Familias se reencuentran en la frontera tras apertura breve de la valla

Brian Houston le pone un anillo a su prometida Evelia Reyes durante la celebración de su boda en una de las puertas de la valla fronteriza entre Estados Unidos y México, el sábado 18 de noviembre de 2017, en Tijuana (México). Foto EFE/Archivo

SAN DIEGO, CA.- Un total de once familias se estrecharon hoy en un abrazo durante la apertura momentánea de un tramo de la valla fronteriza en San Diego (EE.UU.), en un evento que contó con la venía de las autoridades migratorias y en el que incluso se celebró una boda.

El estadounidense Bryan Houston y la mexicana Evelia Reyes, que se conocieron hace tres años en la localidad de Tijuana y desde entonces han mantenido una relación a la distancia, contrajeron nupcias en una breve ceremonia de tres minutos durante la apertura de puertas de la verja limítrofe.

Houston atravesó hacia el lado mexicano para besar a su futura mujer y una jueza, que ya esperaba con la documentación lista, los declaró rápidamente marido y mujer en medio de los aplausos de los asistentes a ambos lados de la frontera.

“Estoy sin palabras, hacía mucho tiempo que no podía besarla ni abrazarla, es como un sueño, algo que no puedo creer”, dijo a Efe Houston poco después de casarse.

La pareja, que sostuvo la relación a base de videollamadas y mensajes de texto, iniciará en breve los trámites para que Reyes, originaria del estado mexicano de Guerrero, pueda migrar a Estados Unidos y estar con su ahora esposo.

“(Esta fue) la única manera de que pudimos vernos en persona, y espero que muy pronto ella pueda sacar una visa para venir para acá y estar juntos otra vez”, comentó Houston.

Una agente de la Patrulla Fronteriza estadounidense observa mientras un grupo de personas abrazan a sus familiares en una de las puertas de la valla fronteriza entre Estados Unidos y México hoy, sábado 18 de noviembre de 2017, en Tijuana (México). Foto EFE/David Maung

La boda se hizo en el Parque de la Amistad, que se levanta en medio de la línea fronteriza y en donde en ocasiones la pareja se reunía a pesar de estar separados por una malla que impide el contacto y obstaculiza la visión.

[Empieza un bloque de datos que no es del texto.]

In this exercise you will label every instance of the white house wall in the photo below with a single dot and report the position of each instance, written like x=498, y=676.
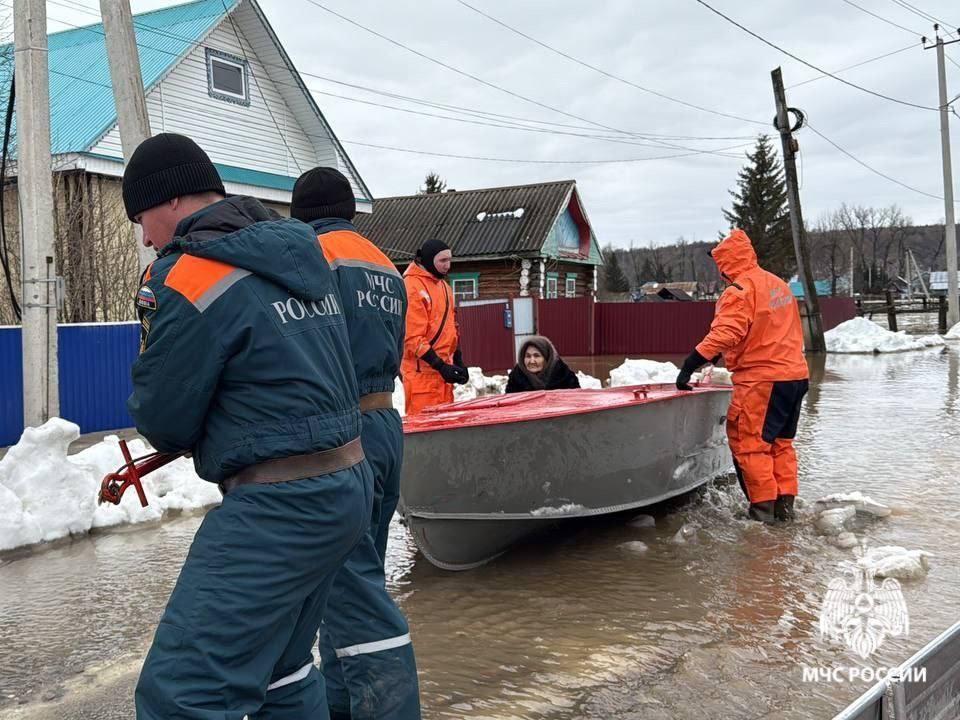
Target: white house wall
x=232, y=134
x=265, y=47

Luciendo un radiante vestido de novia, Evelia se dijo feliz de casarse “con el mejor hombre” que ha conocido y con quien se comprometió hace un año.

Ambos se acercaron a Enrique Morones, director del grupo Ángeles de la Frontera, que organiza cada año este acto en el que las autoridades migratorias de EE.UU. acceden a abrir, en turnos de tres minutos, las puertas del muro fronterizo que separa San Diego (California) y Tijuana (Baja California), y permiten así que las familias separadas se reencuentren.

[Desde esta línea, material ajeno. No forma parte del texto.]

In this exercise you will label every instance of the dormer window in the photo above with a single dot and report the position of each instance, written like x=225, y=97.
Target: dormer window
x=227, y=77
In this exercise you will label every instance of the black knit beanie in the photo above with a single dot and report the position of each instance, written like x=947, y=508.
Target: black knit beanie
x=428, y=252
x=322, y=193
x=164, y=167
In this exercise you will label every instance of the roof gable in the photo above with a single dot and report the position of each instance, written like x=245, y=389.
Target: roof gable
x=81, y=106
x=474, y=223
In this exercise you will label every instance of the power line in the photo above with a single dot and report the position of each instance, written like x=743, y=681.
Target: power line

Si bien fue una ceremonia agridulce para la pareja, dado que pudieron abrazarse por muy pocos minutos, Bryan subrayó que ese pequeño lapso “es mejor que nada” y, además, con esta forma de celebrar su matrimonio quisieron mandar el mensaje de “que el amor no tiene fronteras”.

Bryan y Evelia fueron los últimos del grupo de once familias que hoy pudieron compartir un momento breve con sus seres queridos del otro lado de la frontera, entre los cuales habían padres de familia deportados o jóvenes “soñadores”, gracias a este acto que se desarrolla desde 2013.

“Hay alegría y también tristeza”, expresó Morones, el encargado de avisar cuando los tres minutos se han vencido. “Es muy difícil, pero todas las familias son muy respetuosas (del tiempo) y quieren que los demás tengan la misma oportunidad”, agregó.

La de hoy ha sido la sexta edición de este encuentro y la segunda bajo la Administración del presidente de EE.UU., Donald Trump.